Vietnam veterans with alcoholism and Post-Traumatic Stress Disorder (PTSD) are a clinically problematic population. Early self-medication of the PTSD with alcohol led for some to alcohol abuse and dependency. These may often be treated in an intensive alcoholism program. At evaluation both diagnoses are made, and patients are told that alcohol or drug use is not tolerated. The program first focuses on traditional alcoholism treatment issues. Early and consistent support to enhance self-esteem and to reduce guilt helps the patient later to tolerate the gradual investigation of the anger and self-loathing associated with both disorders. Important forces include family and peer support, effective limit setting in a structured milieu, supportive confrontation of alcoholic denial through multidisciplinary treatment in the absence of alcohol. Outpatient follow-up treatment groups include other PTSD sufferers and focus on establishing trust, interweaving the issues of adjustment to sobriety with discussion of the combat experience in a safe, accepting environment, with careful modulation of anxiety by the clinician. Medication must be conservative; benzodiazepines are not used after the detoxification period.

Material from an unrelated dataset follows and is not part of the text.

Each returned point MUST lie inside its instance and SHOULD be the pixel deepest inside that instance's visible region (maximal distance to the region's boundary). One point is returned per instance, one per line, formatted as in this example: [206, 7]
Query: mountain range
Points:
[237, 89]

患有酒精成瘾和创伤后应激障碍(PTSD)的越战老兵是临床上存在问题的群体。一些人早期用酒精自我治疗创伤后应激障碍,导致酒精滥用和依赖。这些人通常可以在强化酒精成瘾治疗项目中接受治疗。在评估时会做出两种诊断,并告知患者不允许饮酒或使用药物。该项目首先关注传统的酒精成瘾治疗问题。早期持续的支持以增强自尊和减轻内疚感,有助于患者日后忍受对与这两种疾病相关的愤怒和自我厌恶的逐步探究。重要的力量包括家庭和同伴的支持、在结构化环境中进行有效的界限设定、在不饮酒的情况下通过多学科治疗对酒精成瘾否认进行支持性对抗。门诊后续治疗小组包括其他创伤后应激障碍患者,重点是建立信任,在安全、包容的环境中,将适应清醒的问题与战斗经历的讨论交织在一起,由临床医生仔细调节焦虑情绪。用药必须保守;脱毒期过后不使用苯二氮䓬类药物。